La séquence des perles et des inédits ressortis de l’oubli. Cette semaine, les années de braise de Jo Privat, exhumées de la mémoire de la rue de Lappe.

Jazz au Trésor : Jo Privat - 1945-58 Le gitan blanc
Photo - montage photo Jo Privat Frémeaux

Enfant de Ménilmontant, Jo Privat fut l’une des sommités du « piano à bretelles ». L’œuvre de ce compositeur inspiré, aux accents virtuoses, se situe aux confins du musette, du jazz et de la musique tzigane. De nombreuses des inoubliables valses de l’artiste sont considérées aujourd’hui comme des classiques. Pour cette réédition chez Frémeaux des classiques des grandes années du Jo Privat dans l’après-guerre, Dany Lallemand restitue ici la carrière discographique du « Gitan blanc » avec force détails biographiques. Quelques enregistrements rares viennent agrémenter la rétrospective, avec une heureuse rectification au diapason, afin de retrouver les tonalités authentiques.

Né en 1919 (et disparu en 1996), c’est après la Libération que l’accordéoniste – un vrai titi parisien à l’argot fleuri - a vraiment débuté sa carrière, même s’il avait enregistré dès 1936. Du coup, contrairement à ses prédécesseurs, il a pu bénéficier des acquis harmoniques du jazz, notamment celui de Django Reinhardt. Entre 1945 et 47, on redécouvre un musicien très marqué par le swing, entouré de Lucas (clarinette), Paul Boisgrosset (piano), René Duprat et Gaston Durand (guitares) et Jacques Petisigne (contrebasse).

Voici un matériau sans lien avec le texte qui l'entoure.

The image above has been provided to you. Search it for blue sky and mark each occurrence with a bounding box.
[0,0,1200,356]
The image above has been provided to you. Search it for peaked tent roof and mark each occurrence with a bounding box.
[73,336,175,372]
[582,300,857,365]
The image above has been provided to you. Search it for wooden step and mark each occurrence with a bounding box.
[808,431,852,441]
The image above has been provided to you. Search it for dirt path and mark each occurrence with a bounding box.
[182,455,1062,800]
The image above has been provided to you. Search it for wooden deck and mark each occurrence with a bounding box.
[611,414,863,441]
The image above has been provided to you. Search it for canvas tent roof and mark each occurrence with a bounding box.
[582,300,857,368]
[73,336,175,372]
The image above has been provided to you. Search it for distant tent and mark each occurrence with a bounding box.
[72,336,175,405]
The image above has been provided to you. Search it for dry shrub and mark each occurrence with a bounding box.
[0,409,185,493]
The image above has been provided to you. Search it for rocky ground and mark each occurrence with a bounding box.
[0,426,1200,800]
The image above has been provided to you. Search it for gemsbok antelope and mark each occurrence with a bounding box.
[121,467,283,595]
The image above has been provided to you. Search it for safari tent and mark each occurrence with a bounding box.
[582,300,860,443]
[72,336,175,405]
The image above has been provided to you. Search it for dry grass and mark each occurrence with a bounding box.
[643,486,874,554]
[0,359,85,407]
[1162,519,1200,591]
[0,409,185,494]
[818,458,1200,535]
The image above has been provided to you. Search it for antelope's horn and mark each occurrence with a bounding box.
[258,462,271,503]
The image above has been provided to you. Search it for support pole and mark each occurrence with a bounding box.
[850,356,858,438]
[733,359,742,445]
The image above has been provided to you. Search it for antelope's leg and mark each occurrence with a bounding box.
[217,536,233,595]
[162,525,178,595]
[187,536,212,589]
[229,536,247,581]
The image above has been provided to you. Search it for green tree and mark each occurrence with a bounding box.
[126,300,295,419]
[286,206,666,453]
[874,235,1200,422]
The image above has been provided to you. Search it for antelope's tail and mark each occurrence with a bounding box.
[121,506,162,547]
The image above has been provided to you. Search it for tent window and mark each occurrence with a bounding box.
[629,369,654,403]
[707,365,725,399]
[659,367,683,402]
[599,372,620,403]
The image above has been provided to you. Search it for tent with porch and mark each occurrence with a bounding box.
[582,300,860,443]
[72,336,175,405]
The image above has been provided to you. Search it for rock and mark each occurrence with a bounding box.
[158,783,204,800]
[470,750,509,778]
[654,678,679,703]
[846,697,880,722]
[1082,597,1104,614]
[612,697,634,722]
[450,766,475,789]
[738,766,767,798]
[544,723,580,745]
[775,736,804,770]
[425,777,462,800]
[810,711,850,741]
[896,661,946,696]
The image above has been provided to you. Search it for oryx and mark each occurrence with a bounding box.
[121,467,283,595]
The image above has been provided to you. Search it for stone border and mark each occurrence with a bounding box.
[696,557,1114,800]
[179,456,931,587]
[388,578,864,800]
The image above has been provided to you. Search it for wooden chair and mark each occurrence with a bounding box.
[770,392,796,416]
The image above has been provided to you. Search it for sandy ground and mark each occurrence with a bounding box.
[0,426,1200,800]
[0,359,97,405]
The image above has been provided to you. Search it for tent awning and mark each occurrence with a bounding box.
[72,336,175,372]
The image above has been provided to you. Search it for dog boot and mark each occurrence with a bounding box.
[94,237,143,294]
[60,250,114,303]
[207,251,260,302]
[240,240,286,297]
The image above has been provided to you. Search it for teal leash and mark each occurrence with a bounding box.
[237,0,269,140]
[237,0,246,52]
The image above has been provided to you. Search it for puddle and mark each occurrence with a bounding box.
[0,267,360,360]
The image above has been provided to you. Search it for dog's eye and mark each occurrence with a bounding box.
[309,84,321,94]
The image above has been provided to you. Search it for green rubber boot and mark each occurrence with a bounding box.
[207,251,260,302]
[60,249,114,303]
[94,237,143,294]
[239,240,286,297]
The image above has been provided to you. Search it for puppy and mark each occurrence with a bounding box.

Après avoir fait fleurir les valses musettes sur les parquets des salles de danse durant toutes les années 50, il réalisera son chef d’œuvre en 1960, un album 25cm intitulé « Manouche Partie » et enregistré pour Columbia en compagnie de Jean « Matelot » Ferret (guitare solo), Jacques Montagne (guitare rythmique), René Dubois (contrebasse), Baptiste Reilhes dit « Mac-Kac » (batterie) et d’un violoniste hongrois dont tous les témoins ont oublié le nom. L’intégralité de cette séance, enregistrée d’un trait le 3 novembre 1960 aux studios Pathé-Marconi de Boulogne-Billancourt, est incluse dans cette réédition.